Concerning the Italia (Old Latin) Translation (not to be confused with Jerome’s Latin Vulgate), the first of these was made no later than A.D. 157, about 60 years after the last book of the Bible was finished. It is called the Old Latin Translation or Italia. This translation was made for the young churches established in the Italian Alps (the far northern part of Italy). It agrees closely with the Majority Text

       “The old Italic version into the rude Low Latin of the second century held its own as long as Latin continued to be the language of the people. The critical version of Jerome [the Vulgate] never displaced it, and only replaced it when the Latin ceased to be a living language, but became the language of the learned. Fulton, The Forum, June 1887; quoted in Wilkinson, Our Authorized Bible Vindicated, pp. 27-28.


“The old Latin versions were used longest by the Eastern Christians who would not bow to the authority of Rome, e.g., the Donatists; the Irish in Ireland, Britain, and the Continent; the Albigenses; etc.” Jacobus, Catholic and Protestant Bibles Compared, p. 200.


The Gothic Translation was the first translation into a purely European language.

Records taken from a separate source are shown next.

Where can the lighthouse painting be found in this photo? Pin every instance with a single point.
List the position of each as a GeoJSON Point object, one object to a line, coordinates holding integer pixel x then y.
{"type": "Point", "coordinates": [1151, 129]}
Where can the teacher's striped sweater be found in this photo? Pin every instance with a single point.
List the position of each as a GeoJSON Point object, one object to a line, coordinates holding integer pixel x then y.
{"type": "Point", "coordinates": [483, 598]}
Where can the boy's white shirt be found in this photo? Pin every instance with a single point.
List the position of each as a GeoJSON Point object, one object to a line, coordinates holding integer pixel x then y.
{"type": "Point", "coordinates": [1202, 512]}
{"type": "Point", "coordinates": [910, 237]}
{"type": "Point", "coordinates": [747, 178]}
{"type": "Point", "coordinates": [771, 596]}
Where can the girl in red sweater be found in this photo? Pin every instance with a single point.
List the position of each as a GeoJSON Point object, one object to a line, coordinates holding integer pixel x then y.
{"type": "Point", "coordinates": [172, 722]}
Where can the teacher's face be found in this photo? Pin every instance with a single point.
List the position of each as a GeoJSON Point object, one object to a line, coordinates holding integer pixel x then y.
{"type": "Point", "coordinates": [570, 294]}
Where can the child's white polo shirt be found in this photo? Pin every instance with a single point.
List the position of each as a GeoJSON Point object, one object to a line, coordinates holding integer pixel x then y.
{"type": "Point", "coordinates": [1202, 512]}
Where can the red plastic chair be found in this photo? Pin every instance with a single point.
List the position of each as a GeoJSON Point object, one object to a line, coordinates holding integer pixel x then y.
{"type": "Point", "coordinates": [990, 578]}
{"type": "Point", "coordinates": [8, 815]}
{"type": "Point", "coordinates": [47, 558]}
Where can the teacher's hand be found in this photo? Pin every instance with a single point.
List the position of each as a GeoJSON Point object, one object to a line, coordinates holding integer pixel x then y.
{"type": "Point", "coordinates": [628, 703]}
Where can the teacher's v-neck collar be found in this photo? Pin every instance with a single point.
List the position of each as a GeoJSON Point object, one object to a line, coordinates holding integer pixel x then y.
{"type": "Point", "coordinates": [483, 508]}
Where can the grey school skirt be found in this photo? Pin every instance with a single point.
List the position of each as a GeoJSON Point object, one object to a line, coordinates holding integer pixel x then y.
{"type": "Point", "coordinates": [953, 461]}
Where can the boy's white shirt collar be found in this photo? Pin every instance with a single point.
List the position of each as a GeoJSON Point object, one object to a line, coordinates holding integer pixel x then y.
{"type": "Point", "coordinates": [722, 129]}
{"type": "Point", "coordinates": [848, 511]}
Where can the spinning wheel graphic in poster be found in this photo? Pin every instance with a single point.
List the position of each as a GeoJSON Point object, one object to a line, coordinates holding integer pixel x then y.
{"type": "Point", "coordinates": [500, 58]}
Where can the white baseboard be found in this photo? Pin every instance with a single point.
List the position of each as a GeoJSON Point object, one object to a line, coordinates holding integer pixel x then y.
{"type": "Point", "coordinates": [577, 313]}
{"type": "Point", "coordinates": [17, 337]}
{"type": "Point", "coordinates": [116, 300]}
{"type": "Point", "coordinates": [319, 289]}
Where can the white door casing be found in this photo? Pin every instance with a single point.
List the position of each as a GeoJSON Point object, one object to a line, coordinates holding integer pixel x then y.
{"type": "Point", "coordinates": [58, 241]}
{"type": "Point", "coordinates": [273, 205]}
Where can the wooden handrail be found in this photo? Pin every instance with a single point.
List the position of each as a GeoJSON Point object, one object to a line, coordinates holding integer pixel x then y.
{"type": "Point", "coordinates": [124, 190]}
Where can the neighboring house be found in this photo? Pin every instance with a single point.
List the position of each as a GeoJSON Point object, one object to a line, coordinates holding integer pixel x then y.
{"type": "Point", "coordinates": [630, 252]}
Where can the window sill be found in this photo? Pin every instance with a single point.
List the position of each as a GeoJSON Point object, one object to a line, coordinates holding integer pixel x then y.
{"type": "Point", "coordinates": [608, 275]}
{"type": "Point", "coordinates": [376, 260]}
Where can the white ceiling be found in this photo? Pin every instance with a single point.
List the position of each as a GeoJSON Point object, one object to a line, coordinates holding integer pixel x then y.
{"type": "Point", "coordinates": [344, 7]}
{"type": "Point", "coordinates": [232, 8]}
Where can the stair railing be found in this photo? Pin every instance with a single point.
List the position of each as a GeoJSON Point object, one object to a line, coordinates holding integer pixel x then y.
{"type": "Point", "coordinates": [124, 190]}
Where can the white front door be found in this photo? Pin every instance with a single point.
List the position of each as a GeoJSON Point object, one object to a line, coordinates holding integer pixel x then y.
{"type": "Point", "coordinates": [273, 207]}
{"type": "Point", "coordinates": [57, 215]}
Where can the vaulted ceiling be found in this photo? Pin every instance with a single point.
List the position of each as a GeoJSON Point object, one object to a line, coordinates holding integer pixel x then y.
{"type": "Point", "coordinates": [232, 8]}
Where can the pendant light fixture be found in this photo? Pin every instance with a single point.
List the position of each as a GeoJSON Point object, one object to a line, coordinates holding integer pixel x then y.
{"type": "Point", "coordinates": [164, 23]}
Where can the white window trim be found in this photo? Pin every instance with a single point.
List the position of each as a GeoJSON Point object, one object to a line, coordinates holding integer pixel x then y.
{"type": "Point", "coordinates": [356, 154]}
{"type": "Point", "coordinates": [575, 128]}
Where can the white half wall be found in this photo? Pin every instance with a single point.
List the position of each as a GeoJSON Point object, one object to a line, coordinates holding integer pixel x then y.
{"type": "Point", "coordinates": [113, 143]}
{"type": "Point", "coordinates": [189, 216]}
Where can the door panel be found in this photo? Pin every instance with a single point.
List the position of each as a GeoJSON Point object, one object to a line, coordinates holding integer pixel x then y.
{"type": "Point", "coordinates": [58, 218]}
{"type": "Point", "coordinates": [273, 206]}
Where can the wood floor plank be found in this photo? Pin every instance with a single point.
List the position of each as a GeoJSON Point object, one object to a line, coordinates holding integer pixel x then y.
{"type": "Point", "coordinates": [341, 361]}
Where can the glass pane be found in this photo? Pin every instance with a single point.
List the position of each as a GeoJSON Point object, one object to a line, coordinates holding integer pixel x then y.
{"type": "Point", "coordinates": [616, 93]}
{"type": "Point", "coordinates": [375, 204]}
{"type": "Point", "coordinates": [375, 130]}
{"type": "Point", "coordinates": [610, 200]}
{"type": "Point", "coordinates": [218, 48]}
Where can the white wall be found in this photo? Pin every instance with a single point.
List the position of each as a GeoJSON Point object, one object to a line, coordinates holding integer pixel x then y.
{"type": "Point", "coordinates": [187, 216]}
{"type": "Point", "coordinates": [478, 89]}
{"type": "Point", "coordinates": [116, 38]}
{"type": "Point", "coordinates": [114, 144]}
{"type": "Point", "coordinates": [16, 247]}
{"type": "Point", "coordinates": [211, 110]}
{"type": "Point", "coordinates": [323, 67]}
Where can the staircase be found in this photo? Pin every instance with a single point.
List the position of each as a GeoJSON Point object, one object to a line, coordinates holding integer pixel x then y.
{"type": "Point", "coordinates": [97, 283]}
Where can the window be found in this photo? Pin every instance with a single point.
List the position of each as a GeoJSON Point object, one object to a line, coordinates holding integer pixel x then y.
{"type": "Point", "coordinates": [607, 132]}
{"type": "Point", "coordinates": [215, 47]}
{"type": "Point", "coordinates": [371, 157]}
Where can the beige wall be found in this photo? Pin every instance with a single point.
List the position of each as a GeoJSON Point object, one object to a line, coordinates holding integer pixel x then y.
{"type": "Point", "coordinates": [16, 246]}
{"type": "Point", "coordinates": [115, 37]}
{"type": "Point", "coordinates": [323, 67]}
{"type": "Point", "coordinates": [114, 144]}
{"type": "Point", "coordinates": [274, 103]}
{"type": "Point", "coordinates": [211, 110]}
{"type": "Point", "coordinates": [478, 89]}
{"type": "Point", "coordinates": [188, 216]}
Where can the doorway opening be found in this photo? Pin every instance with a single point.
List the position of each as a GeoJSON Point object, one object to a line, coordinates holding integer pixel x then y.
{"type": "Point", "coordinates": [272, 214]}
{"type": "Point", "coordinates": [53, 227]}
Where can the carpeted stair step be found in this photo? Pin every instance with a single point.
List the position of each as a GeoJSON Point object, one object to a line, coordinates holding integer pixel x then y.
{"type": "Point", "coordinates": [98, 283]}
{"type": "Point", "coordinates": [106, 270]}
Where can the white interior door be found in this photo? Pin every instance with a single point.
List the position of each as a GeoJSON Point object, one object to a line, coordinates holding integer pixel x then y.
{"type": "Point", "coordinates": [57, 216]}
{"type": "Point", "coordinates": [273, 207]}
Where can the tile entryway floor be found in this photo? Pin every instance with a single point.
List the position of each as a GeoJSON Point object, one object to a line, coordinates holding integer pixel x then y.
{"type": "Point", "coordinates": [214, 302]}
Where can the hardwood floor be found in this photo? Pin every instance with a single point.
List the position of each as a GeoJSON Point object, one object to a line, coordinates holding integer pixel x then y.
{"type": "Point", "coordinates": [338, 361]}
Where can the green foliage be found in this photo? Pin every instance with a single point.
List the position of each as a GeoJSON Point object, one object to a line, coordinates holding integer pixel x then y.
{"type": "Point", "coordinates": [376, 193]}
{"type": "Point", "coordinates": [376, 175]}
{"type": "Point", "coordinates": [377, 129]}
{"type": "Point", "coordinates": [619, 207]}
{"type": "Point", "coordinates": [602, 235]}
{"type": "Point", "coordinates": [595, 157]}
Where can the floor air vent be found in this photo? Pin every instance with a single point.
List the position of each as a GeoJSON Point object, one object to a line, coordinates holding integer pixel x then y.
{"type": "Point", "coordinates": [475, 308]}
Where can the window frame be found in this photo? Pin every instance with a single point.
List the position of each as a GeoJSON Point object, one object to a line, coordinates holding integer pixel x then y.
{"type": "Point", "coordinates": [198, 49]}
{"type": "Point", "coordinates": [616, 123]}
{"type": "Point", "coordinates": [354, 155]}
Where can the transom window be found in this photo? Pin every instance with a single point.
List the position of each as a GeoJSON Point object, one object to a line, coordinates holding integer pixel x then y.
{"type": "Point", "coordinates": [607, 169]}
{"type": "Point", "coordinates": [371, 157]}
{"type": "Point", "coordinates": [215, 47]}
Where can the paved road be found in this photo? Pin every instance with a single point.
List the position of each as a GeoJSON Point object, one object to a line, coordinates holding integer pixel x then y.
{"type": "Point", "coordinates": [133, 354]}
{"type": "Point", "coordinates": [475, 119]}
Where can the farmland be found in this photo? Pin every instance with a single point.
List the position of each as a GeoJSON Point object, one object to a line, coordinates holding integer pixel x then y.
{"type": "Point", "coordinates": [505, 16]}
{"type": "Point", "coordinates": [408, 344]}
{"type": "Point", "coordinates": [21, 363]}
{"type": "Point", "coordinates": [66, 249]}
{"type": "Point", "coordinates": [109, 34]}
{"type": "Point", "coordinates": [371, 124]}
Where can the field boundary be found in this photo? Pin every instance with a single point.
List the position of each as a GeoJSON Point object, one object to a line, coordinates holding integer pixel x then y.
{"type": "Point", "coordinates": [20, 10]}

It was prepared in A.D. 330 by Ulfilas, an earnest soul-winning evangelist. This translation was prepared about 10 years before the Sinaiticus and Vaticanus, and it agrees closely with the Majority Text.


“The type of text represented in it is for the most part that which is found in the majority of Greek manuscripts.” Frederick G. Kenyon, Critical Text of the New Testament, 1912 edition.


Although translated before the Minority/Egyptian Texts were copied, Ulfilas’ version contained readings that Sinaiticus and Vaticanus and modern versions translated from them omit:

       “For Thine is the kingdom, and the power, and the glory, for ever. Amen.”